1 eye topical medication> 3 months;

2 has clinical manifestations similar to primary open angle glaucoma;

3 The degree of optic nerve damage is basically commensurate with the time of administration;

4 may or may not be associated with posterior capsule cataract;

5 After the drug is stopped, the intraocular pressure can return to normal.

Type II: Same type I, the intraocular pressure decreased after stopping the drug but could not return to normal level, and most of them were accompanied by posterior capsule cataract.

Type III: The duration of medication and visual function damage are not commensurate, that is, the medication time is short, the visual function damage is heavy; both eyes are used at the same time, and in the case of the same medication time and dose, the binocular visual function damage is obviously asymmetrical; the intraocular pressure is not after the drug is stopped. Decline, even progressively.
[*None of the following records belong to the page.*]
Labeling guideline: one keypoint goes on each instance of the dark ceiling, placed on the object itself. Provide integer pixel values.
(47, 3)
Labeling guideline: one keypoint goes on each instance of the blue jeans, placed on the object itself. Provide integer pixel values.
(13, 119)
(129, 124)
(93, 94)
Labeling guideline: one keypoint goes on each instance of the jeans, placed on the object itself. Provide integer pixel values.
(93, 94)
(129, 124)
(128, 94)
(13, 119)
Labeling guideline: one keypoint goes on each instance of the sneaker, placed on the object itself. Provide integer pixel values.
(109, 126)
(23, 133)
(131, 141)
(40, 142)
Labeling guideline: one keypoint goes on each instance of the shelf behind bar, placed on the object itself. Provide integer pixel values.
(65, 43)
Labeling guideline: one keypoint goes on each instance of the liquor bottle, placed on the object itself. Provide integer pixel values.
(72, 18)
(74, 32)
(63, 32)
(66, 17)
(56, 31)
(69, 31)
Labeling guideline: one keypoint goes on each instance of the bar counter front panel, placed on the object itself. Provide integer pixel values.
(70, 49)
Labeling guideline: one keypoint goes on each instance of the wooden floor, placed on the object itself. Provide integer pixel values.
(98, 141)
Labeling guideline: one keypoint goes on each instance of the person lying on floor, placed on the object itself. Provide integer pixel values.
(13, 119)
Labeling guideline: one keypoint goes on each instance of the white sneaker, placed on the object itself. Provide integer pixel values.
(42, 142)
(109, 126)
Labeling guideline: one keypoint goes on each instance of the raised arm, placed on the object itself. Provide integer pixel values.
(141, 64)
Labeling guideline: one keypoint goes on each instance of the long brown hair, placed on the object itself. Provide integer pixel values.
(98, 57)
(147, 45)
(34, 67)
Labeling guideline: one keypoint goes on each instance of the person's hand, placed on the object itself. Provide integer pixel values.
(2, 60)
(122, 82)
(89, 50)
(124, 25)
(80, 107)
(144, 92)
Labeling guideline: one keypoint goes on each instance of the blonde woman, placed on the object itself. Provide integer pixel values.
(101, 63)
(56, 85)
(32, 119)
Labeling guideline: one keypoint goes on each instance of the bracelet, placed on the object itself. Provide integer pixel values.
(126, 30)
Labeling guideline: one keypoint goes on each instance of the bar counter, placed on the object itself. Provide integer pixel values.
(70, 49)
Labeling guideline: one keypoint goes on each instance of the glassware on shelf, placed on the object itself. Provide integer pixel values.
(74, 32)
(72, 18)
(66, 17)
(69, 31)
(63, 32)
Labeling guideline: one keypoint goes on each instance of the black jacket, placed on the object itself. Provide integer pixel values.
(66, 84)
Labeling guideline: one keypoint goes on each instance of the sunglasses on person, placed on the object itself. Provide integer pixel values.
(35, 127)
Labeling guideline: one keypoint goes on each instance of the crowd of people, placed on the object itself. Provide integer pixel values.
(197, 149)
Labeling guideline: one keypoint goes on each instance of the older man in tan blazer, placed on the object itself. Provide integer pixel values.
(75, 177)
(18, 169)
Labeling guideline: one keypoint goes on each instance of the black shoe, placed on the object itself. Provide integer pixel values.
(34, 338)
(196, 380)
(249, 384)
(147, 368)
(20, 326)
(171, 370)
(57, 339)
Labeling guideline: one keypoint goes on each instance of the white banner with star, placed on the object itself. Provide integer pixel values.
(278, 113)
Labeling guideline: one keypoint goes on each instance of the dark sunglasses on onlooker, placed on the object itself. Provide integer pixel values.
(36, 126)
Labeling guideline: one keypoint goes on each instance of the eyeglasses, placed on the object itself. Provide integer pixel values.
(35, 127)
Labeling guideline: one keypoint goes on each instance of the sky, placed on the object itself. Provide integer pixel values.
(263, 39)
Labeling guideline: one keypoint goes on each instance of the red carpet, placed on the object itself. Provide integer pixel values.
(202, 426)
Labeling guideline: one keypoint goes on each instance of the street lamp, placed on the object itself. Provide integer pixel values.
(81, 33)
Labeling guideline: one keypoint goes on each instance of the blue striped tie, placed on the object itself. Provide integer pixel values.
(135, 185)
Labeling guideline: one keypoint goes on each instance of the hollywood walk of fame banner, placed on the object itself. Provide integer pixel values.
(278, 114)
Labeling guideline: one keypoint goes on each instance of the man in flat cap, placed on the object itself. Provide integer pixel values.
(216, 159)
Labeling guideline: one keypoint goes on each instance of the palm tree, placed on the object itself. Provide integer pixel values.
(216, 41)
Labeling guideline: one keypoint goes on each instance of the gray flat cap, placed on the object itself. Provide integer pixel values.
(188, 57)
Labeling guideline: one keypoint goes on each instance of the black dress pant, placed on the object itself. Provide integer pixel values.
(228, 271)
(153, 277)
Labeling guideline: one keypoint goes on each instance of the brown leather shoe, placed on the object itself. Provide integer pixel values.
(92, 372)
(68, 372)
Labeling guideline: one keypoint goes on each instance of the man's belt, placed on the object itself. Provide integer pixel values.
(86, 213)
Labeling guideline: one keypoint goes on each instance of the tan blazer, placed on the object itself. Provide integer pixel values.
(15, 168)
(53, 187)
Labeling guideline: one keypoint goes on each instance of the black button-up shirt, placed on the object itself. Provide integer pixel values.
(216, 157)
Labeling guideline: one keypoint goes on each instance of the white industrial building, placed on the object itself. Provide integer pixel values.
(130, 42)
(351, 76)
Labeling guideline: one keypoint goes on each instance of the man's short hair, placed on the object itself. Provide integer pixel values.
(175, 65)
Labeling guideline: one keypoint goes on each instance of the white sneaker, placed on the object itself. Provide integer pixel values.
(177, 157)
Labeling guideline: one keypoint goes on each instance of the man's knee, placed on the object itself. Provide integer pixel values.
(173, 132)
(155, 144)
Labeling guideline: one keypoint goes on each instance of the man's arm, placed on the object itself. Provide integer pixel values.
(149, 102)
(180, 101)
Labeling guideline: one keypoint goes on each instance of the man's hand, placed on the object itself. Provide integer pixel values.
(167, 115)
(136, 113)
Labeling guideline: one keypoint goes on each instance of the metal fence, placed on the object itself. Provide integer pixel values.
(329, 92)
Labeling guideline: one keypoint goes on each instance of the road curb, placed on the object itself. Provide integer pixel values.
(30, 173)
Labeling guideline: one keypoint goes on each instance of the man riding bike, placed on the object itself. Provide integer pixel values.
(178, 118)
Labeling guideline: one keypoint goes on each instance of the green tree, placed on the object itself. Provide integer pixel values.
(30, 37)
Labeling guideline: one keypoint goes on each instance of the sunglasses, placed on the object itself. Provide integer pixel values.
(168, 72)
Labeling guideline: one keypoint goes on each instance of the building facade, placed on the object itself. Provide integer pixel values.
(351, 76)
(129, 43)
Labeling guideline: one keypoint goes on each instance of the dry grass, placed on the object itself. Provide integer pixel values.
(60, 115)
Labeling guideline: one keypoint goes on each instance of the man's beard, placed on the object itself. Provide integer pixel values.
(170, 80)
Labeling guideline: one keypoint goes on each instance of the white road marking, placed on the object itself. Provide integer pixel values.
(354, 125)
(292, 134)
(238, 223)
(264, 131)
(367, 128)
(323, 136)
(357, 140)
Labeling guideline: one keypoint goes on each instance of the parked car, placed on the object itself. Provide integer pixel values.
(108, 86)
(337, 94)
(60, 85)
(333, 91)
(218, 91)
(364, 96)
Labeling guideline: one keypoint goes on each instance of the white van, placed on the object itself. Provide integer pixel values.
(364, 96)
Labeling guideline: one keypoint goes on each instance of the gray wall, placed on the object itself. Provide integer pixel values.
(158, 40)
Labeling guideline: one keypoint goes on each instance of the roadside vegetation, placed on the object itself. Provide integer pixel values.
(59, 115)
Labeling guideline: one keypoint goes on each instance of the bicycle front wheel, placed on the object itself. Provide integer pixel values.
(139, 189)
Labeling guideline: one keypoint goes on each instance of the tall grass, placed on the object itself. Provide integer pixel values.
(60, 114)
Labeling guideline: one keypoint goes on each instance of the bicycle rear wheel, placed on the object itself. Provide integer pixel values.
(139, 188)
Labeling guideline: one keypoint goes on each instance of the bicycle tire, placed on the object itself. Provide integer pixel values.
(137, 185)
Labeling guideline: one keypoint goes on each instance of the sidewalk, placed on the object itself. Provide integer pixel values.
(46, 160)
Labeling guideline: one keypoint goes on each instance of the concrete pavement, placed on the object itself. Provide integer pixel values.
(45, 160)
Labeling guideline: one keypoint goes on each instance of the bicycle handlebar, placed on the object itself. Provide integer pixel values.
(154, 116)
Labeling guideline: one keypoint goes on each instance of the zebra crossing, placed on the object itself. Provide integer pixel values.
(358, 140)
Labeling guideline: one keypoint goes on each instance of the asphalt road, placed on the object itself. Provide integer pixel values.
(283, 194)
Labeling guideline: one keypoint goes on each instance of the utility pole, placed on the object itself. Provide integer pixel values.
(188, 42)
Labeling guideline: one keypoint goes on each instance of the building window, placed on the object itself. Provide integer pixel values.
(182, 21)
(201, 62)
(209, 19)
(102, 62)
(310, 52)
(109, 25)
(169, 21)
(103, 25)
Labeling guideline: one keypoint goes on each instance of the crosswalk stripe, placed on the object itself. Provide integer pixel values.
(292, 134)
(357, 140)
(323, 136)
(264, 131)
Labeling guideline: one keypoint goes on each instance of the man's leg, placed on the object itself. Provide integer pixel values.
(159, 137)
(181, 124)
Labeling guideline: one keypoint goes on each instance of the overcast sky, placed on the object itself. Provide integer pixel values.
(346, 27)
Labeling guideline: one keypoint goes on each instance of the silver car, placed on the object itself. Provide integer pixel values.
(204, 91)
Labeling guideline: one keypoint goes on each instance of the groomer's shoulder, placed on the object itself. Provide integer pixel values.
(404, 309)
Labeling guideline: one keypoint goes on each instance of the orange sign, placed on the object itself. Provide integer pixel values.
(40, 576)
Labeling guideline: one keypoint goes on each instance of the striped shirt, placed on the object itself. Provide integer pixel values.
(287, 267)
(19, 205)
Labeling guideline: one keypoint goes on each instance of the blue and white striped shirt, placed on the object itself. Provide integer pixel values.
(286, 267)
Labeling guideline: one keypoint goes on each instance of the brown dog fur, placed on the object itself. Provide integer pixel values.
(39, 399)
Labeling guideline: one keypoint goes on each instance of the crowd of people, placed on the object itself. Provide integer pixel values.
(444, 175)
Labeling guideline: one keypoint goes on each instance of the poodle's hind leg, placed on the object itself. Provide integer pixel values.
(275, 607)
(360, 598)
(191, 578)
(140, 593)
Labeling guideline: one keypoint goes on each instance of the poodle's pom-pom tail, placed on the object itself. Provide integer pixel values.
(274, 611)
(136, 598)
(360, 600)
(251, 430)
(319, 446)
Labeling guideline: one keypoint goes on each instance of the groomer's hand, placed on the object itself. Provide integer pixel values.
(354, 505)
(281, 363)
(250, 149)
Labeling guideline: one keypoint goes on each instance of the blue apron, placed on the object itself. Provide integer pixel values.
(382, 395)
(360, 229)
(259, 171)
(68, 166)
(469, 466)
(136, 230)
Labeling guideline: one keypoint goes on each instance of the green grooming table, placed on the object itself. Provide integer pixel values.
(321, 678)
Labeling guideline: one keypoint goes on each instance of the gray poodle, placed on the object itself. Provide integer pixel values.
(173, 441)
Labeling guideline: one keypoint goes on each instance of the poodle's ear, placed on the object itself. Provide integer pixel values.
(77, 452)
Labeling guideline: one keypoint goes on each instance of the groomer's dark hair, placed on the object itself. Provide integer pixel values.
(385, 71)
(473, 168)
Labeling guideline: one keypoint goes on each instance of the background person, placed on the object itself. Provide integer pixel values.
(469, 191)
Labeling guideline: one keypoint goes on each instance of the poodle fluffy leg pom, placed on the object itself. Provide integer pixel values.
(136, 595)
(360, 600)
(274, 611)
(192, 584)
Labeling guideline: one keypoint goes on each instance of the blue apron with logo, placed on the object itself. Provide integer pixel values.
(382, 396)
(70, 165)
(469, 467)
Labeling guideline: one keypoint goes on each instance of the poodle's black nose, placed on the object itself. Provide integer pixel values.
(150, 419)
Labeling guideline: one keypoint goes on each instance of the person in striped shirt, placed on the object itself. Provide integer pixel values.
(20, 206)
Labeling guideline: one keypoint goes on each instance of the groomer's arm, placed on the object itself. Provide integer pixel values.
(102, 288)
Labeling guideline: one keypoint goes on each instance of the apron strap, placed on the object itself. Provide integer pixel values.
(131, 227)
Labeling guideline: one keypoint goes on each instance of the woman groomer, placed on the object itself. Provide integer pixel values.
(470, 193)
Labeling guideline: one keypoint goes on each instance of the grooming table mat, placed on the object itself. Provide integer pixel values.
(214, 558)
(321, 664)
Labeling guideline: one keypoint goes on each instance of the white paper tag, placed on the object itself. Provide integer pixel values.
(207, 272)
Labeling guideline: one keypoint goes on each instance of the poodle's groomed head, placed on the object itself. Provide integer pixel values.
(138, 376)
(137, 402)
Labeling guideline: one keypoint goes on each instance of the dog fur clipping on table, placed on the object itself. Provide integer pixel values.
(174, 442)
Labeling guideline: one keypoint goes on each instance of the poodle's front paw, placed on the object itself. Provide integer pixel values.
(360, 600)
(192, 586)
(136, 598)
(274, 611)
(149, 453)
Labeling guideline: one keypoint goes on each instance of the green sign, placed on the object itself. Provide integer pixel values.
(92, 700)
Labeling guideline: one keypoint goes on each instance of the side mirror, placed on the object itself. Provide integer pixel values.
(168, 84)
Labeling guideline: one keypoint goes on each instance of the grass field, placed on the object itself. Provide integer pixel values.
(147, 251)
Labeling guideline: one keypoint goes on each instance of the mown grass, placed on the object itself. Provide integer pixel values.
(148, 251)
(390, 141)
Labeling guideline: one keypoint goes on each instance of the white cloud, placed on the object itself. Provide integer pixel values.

The use of this classification basically excludes primary open angle glaucoma in type I and II, and only in cases of type III may be associated with primary open angle glaucoma, a classification that guides glucocorticoid glaucoma The treatment is meaningful.

Differential diagnosis

In addition to the identification points mentioned in the above diagnostic classification and primary open angle glaucoma, the following should be identified:

1. Uveitis secondary to glaucoma: Because uveitis can also cause elevated intraocular pressure, and it requires glucocorticoid treatment, glucocorticoids on the one hand inhibit the inflammation to increase the production of aqueous humor, in addition to the above glucocorticoid Hormone-induced glaucoma leads to an increase in intraocular pressure. In this case, it is difficult to make a differential diagnosis. If it is highly suspected that the intraocular pressure is elevated due to glucocorticoids, other less elevated intraocular pressure may be used. Corticosteroid preparations, decreased intraocular pressure after dressing change may indicate high intraocular pressure caused by glucocorticoids. If there is no change in intraocular pressure, uveitis is more likely to be secondary to glaucoma.

2. Traumatic angle of the anterior recoil, exfoliation syndrome, pigment dissemination syndrome: There is the possibility of glaucoma, and there is also the possibility of high sensitivity to glucocorticoids. If the above cases of elevated intraocular pressure should be excluded first No use of glucocorticoids, if the history of useful drugs should be discontinued to observe the intraocular pressure and then make a diagnosis.

3. Others: In some cases, due to the unclear use of glucocorticoids, there has been a history of elevated intraocular pressure, and cases with normal intraocular pressure at the time of treatment may also be stimulating with glucocorticoids.